The classifier encodes only a selection of the input, which we denote $x \odot z$, and parameterises a Categorical distribution over $5$ outcomes (sentiment levels).

Thus let's implement a Categorical distribution (we will only need to be able to assess its lgo pmf):

In [12]:
class Categorical:
    
    def __init__(self, log_probs):
        # [B, K]: class probs
        self.log_probs = log_probs
        
    def log_pmf(self, x):
        """
        :param x: [B] integers (targets)
        :returns: [B] scalars (log probabilities)
        """
        return self.log_probs[np.arange(len(x)), x]
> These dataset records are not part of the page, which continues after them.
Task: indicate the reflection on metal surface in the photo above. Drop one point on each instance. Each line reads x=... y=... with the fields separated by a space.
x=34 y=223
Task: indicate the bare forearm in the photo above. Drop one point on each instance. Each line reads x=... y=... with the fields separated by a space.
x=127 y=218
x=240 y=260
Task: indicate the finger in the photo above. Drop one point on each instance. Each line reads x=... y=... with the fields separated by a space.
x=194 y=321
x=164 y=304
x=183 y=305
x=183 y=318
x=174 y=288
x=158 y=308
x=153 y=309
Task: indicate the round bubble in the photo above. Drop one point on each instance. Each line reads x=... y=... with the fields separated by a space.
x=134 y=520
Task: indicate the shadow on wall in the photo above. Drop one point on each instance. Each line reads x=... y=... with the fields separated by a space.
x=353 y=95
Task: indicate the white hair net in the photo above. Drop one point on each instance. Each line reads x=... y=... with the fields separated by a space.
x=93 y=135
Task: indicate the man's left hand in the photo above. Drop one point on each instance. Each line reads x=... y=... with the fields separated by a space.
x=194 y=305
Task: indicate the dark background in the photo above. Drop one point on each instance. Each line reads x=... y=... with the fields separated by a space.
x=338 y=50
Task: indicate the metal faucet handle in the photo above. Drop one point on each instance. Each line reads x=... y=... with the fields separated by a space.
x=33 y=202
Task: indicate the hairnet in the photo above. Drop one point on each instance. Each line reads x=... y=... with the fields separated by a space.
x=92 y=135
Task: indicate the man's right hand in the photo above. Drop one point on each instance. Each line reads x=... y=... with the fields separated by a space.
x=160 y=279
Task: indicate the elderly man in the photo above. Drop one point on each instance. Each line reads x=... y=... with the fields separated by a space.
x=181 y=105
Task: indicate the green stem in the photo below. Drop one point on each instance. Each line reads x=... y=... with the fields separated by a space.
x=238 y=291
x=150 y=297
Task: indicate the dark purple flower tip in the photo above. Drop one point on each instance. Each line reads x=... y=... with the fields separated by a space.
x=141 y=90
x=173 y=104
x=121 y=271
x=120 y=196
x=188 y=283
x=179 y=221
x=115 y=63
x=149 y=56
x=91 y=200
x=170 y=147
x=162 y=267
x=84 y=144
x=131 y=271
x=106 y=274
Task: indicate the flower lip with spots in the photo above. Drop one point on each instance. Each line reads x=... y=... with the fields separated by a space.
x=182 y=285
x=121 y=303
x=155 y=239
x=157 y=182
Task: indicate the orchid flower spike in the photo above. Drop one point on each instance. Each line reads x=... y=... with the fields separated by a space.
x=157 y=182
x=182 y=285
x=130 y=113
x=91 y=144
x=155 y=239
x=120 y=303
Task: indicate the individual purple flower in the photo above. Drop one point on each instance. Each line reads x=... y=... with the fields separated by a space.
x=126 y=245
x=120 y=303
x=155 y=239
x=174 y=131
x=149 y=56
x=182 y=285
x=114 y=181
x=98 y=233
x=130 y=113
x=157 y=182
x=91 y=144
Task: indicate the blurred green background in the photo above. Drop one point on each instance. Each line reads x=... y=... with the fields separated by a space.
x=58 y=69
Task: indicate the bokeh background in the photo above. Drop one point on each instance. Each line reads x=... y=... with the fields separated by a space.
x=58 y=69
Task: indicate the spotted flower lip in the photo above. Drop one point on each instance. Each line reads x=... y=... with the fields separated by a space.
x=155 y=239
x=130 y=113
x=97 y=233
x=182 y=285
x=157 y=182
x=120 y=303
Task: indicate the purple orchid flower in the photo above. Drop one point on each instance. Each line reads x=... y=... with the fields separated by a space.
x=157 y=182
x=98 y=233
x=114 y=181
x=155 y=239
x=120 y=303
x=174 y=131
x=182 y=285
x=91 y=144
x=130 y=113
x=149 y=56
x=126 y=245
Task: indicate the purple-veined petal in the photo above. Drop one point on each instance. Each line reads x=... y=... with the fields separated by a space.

and a classifier architecture:

* implement the forward method

In [13]:
class Classifier(nn.Module):
    """
    The Encoder takes an input text (and rationale z) and computes p(y|x,z)
    """

    def __init__(self,
                 embed: nn.Embedding=None,
                 hidden_size: int=200,
                 output_size: int=1,
                 dropout: float=0.1,
                 layer: str="pass"):

        super(Classifier, self).__init__()

        emb_size = embed.weight.shape[1]
        enc_size = hidden_size * 2
        # Here we embed the words
        self.embed_layer = nn.Sequential(embed)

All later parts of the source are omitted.